End game - degrees of failure

Avatar of SimplyXY
| 0

I confess, I've played too much low quality blitz. Games where you're ahead in material and time and can just hop about chasing pieces rather than forcing the mate. It's a bad habit to have picked up and the last two games in the tournament have showed it off in strong contrast.

 

It's not nice viewing from move 30, and to give my opponent his due when the opportunity came his way he took it quickly and ruthlessly. If only I'd done the same.

I started well with winning the exchange around move 6/7 which opened uo the same diagonal as a fianchettoed bishop could attack. This meant I could go through the pawns and take a rook for a bishop (move 9). The trouble is I never had a plan of how to end the game. I think I'm going to play this one through a few times against the computer (both white and black) to see what I can learn.

It's not all doom, gloom and the burning red cheeks of embarrasment though. I currently have the biggest upset in the tournament and that's a win that made me happy.
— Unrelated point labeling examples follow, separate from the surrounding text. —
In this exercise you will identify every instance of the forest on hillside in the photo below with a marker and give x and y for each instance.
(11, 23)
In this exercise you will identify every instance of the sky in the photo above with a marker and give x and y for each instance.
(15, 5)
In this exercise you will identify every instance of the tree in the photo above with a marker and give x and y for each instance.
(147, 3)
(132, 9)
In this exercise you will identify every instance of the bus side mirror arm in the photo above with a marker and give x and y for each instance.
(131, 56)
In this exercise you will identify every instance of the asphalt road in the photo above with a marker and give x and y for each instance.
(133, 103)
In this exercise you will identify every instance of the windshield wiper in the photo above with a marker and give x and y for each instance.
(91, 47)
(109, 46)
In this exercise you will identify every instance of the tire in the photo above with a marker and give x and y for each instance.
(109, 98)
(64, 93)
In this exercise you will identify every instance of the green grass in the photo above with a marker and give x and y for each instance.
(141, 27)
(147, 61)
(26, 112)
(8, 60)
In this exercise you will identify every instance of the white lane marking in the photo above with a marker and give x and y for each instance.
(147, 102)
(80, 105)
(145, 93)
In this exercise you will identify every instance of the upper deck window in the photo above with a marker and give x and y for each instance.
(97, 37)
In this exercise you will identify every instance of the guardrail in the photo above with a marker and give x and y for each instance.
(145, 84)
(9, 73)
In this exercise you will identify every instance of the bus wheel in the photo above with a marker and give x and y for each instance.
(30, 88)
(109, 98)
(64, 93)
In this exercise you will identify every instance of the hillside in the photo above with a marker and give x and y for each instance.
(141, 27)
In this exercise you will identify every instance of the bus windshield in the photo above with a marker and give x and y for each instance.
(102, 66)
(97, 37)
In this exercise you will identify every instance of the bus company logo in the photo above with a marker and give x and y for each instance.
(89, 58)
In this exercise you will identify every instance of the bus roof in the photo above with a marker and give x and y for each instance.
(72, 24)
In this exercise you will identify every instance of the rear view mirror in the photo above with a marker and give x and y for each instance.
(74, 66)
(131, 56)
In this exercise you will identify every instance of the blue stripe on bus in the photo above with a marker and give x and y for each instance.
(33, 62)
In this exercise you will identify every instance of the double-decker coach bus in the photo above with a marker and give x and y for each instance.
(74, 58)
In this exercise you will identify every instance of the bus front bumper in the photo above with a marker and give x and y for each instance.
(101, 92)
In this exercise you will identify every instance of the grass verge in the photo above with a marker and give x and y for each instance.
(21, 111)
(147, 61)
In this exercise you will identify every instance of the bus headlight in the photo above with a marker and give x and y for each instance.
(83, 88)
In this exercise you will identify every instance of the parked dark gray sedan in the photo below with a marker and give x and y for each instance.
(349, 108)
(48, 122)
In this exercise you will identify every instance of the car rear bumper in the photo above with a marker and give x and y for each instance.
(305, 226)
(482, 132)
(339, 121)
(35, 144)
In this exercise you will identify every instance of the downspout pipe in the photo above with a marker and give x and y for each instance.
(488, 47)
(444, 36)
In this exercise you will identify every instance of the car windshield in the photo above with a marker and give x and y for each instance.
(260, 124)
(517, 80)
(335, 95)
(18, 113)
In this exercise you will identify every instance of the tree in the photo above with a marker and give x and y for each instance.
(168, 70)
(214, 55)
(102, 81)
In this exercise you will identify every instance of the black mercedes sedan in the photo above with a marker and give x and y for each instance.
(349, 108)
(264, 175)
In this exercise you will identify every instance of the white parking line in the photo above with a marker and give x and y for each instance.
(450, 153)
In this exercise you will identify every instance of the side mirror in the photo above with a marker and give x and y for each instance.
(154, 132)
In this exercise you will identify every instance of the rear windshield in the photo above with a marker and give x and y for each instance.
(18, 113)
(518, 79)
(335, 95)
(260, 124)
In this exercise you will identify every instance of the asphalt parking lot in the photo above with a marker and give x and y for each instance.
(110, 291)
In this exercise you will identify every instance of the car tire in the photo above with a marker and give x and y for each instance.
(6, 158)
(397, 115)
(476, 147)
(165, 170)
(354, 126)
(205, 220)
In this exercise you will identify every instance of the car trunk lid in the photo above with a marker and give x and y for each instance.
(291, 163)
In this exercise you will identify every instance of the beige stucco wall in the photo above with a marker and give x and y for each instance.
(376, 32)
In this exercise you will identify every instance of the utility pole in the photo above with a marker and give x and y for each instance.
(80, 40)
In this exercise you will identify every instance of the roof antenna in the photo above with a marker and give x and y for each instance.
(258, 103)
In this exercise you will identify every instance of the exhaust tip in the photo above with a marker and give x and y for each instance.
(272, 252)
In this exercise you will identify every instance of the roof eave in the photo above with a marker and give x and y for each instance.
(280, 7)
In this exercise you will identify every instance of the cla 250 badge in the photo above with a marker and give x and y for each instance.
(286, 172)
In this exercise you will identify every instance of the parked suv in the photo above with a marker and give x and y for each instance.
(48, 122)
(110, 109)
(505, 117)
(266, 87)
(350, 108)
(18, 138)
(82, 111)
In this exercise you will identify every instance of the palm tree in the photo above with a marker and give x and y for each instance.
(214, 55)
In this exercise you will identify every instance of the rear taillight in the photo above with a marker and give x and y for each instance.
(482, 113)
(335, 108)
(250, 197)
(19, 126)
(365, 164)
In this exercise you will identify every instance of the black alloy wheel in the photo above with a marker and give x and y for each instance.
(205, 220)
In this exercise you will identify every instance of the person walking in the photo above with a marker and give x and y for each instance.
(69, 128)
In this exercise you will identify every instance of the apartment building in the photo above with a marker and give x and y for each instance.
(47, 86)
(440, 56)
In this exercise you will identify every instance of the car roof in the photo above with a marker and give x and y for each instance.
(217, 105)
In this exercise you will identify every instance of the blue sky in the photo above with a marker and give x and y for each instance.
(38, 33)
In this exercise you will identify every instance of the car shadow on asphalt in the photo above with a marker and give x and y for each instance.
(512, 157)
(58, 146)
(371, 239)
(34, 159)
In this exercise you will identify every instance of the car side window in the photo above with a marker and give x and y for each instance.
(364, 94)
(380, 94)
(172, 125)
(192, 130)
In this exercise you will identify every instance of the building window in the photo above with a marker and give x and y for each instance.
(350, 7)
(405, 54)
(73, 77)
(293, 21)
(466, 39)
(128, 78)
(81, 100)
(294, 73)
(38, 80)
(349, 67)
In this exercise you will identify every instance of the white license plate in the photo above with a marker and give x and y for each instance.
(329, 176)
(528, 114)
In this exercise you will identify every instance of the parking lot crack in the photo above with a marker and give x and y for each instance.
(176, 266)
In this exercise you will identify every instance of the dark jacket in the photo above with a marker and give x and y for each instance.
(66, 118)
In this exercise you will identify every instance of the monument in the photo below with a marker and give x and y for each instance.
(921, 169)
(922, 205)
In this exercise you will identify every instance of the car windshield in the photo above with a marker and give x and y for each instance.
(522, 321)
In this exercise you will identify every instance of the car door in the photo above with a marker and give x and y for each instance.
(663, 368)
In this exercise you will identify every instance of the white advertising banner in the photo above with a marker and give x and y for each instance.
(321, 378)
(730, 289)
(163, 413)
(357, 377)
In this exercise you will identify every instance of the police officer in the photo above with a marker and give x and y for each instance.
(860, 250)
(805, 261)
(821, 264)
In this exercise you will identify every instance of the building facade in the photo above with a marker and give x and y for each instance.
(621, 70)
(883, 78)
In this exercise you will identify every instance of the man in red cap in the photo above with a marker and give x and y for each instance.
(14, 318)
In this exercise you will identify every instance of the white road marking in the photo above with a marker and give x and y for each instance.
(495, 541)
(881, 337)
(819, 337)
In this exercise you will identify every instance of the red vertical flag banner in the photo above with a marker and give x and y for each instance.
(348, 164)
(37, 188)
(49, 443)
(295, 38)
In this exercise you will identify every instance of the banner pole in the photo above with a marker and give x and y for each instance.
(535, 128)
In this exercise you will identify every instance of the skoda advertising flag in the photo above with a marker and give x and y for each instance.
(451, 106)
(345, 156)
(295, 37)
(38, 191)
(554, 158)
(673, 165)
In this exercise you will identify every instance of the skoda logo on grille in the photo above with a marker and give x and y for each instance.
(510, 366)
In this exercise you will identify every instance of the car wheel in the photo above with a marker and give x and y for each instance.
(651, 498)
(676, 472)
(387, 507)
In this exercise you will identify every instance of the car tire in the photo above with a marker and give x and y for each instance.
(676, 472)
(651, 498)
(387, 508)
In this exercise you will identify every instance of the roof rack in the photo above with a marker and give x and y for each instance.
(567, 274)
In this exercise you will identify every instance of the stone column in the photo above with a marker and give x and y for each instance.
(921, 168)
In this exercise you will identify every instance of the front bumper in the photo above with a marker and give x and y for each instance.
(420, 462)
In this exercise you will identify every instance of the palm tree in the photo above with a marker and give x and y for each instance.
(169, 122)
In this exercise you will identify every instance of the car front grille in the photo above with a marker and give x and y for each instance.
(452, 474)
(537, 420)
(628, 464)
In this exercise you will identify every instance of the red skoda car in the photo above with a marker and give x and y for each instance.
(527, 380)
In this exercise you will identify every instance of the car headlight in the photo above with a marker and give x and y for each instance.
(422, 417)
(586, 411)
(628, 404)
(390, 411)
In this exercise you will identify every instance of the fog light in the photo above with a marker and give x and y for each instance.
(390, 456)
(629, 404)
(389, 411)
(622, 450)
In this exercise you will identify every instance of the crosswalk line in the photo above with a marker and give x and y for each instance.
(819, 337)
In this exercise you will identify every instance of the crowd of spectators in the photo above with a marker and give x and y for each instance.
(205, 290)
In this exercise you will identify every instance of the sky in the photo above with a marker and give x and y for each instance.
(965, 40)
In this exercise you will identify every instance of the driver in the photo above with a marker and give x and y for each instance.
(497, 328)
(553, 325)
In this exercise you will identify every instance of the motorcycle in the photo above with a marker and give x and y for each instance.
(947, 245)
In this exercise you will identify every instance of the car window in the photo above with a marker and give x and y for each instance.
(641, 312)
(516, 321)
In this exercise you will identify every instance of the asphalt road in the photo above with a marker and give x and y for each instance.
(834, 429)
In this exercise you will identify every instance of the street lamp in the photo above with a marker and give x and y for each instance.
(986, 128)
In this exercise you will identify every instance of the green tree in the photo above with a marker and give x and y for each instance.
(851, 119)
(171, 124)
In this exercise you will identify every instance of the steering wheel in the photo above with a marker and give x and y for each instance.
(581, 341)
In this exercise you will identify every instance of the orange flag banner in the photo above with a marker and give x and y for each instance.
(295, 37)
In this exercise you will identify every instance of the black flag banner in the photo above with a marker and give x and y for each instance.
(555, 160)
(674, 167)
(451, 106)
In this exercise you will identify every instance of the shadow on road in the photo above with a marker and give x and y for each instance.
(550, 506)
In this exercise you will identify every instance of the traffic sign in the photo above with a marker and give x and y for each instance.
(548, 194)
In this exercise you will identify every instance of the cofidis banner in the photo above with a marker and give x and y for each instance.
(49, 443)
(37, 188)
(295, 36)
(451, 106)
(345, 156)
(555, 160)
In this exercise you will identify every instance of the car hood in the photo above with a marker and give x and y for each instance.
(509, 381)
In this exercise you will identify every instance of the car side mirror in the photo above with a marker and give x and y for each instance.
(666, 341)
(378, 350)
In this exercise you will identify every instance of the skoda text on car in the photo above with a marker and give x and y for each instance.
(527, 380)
At least until the computer saw me losing a checkmate sequence multiple times, and at a point when I was still looking to extend a material advantage rather than en d the game.



Thisgame was even all the way through, and according to the super computer of chess genius the game was filled with smaller errors. The key move came, to me, came at 25 when I managed to fork a bishop and pawn in such a manner that I was sure to come out ahead on the exchange.

I'm pleased with the result, especially giving up nearly 200 ranking points. I'm a bit worried it took me 4 turns to see the sequence I eventually won with.